AI Gateway: LLM Provider Failover Procedure
This runbook describes how to quickly failover from one LLM provider to another in response to an incident (e.g. an outage or severe degradation of a specific LLM provider).
Overview
Section titled “Overview”The AI Gateway selects which model to use for each feature based on the default_models
configuration in
unit_primitives.yml.
This configuration is baked into the deployed image, so changing it normally requires a new
MR and a full deployment cycle (~30–60 minutes).
However, the AIGW_MODEL_SELECTION__DEFAULT_MODELS environment variable (introduced in
ai-assist!5498)
allows overriding the default models at runtime via Vault, without a code change. Combined
with the ability to trigger a fast redeployment by retrying a deploy job, this enables a
failover in approximately 2–5 minutes.
Prerequisites
Section titled “Prerequisites”- Access to Vault to update the
AIGW_MODEL_SELECTION__DEFAULT_MODELSsecret. See Rotating LLM Secret for Vault access instructions. - Access to the AI Gateway security mirror environments page to trigger a redeployment.
Failover procedure
Section titled “Failover procedure”Step 1: Update the Vault secret
Section titled “Step 1: Update the Vault secret”Follow the Runway secrets management documentation
to log into Vault and update the AIGW_MODEL_SELECTION__DEFAULT_MODELS secret.

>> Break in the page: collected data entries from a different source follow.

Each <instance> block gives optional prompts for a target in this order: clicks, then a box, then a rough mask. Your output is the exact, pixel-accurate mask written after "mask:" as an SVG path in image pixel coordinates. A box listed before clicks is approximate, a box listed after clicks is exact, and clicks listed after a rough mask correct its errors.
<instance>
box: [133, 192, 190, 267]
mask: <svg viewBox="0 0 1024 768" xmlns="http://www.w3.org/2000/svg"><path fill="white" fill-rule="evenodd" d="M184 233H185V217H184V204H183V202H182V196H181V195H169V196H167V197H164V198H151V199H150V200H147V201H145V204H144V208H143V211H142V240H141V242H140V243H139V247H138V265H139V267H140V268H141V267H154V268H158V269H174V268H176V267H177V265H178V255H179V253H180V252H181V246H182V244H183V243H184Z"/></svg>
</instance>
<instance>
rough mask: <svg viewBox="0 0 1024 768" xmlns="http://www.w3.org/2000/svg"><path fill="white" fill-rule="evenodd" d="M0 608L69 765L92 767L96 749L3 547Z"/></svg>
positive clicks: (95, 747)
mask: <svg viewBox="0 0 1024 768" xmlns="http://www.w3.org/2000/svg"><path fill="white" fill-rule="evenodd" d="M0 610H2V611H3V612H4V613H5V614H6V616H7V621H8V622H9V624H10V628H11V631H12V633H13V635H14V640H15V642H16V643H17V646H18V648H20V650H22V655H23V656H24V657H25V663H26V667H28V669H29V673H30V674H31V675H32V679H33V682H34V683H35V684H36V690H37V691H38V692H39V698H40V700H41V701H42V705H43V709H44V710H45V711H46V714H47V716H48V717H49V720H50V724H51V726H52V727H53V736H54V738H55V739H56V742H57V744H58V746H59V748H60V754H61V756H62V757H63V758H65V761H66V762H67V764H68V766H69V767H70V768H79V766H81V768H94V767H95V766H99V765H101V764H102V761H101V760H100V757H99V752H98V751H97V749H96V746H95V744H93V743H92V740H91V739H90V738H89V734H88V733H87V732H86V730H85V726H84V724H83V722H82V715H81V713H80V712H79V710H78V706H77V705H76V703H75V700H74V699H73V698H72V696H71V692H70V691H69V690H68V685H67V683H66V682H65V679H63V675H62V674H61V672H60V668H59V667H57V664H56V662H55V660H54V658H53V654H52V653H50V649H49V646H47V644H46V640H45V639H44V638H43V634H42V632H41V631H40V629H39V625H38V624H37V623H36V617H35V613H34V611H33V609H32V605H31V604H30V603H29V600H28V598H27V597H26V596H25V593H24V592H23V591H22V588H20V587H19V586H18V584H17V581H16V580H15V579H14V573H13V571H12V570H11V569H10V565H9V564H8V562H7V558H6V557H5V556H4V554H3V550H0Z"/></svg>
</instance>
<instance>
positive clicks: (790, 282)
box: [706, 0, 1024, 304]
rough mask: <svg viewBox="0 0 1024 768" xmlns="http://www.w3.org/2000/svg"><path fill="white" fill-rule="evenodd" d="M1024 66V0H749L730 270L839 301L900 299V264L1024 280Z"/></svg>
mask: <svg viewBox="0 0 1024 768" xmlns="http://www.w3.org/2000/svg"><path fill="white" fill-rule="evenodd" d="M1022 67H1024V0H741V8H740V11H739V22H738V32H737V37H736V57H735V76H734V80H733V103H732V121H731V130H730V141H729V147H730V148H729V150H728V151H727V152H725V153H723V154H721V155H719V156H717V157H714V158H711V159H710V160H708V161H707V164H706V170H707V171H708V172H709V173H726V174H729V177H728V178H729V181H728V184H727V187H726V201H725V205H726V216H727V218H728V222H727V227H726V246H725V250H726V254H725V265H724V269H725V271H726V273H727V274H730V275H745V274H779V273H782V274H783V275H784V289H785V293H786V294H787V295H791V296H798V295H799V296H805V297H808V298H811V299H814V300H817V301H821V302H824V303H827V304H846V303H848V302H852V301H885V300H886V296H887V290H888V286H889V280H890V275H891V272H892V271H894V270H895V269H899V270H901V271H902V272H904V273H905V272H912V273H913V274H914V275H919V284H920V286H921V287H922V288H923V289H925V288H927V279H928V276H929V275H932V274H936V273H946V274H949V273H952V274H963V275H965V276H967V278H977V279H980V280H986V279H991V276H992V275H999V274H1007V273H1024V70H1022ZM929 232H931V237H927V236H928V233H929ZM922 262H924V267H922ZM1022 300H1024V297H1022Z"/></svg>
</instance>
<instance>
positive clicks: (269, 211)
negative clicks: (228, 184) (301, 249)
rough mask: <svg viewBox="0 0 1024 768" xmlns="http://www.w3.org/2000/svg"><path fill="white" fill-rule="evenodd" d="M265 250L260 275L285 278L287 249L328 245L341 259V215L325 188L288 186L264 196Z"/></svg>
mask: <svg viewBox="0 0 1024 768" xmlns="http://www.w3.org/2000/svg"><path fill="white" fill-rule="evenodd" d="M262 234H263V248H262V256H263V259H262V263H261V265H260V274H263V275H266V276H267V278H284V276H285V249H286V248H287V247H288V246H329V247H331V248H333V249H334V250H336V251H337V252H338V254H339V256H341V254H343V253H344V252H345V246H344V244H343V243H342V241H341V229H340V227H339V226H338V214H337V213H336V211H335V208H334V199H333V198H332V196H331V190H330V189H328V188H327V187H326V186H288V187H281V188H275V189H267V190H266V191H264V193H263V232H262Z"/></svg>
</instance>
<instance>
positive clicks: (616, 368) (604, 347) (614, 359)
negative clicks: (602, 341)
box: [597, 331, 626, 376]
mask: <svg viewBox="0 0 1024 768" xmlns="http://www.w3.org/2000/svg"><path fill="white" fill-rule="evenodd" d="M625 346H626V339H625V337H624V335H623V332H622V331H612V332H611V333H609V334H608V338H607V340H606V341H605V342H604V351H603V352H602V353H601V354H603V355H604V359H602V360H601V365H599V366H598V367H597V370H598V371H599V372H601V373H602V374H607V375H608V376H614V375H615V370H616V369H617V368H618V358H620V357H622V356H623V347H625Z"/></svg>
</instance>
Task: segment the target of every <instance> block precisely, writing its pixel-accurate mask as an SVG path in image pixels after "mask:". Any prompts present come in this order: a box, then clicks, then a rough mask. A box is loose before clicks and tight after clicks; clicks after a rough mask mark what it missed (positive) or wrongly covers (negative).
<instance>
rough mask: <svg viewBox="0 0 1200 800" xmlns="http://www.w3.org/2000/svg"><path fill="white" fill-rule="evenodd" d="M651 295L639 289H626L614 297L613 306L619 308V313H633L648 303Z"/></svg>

Note: Vault access is provisioned through Okta via an IT access request if you do not already have it.
Use the links below to navigate directly to the relevant Vault secret store for each service and environment:
| Service | Staging | Production |
|---|---|---|
| AIGW | Staging | Production |
| DWS | Staging | Production |
The value must be a JSON object mapping feature_setting names to a list of model
identifiers.
Format:
AIGW_MODEL_SELECTION__DEFAULT_MODELS='{"<feature_setting>": ["<model_identifier>", ...], ...}'Example — failing over duo_chat and code_generations from Vertex AI to AWS Bedrock:
AIGW_MODEL_SELECTION__DEFAULT_MODELS='{"duo_chat": ["claude_sonnet_4_6_bedrock"], "code_generations": ["claude_sonnet_4_6_bedrock"]}'Note: Some feature_setting entries may have multiple default_models. In that case you can set the override to
contain all those models except the one whose provider is experiencing an incident. For example, if the configuration
in unit_primitives.yml is
# ... - feature_setting: "duo_chat" default_models: - "claude_sonnet_4_6_vertex" - "claude_sonnet_4_6_bedrock" - "claude_sonnet_4_6" # ...… and Bedrock is having an incident, you can set the override to
AIGW_MODEL_SELECTION__DEFAULT_MODELS='{"duo_chat": ["claude_sonnet_4_6_vertex", "claude_sonnet_4_6"]}'Important: Only include the feature settings you want to override. Omitting a feature setting means it continues to use the default from
unit_primitives.yml.
Track the Vault change via a production change request for traceability.
Step 2: Trigger a fast redeployment
Section titled “Step 2: Trigger a fast redeployment”- Enable expedited runway deployments.
- Go to the AI Gateway security mirror environments page.
- Find the latest deployment pipeline (the one currently serving production).
- Critical: You must use the latest pipeline. Retrying an older pipeline will deploy an older image, which could revert previously deployed features or security fixes.
- Verify this is the latest by checking the commit SHA against the commits page.
- Click on the pipeline link to open it.
- Find the
Deploy [production]job (or the relevant environment’s deploy job) and click Retry. - The redeployment will pick up the updated Vault secret and apply the new model selection configuration.
Step 3: Restore the original configuration
Section titled “Step 3: Restore the original configuration”Once the provider incident is resolved:
- Disable expedited deployments
- Remove the keys added in the previous steps to
AIGW_MODEL_SELECTION__DEFAULT_MODELS(there might be preexisting overrides you should keep).
A fast redeployment is usually not needed at this stage, and you can just wait for the next deployment pipeline for the changes to go into effect.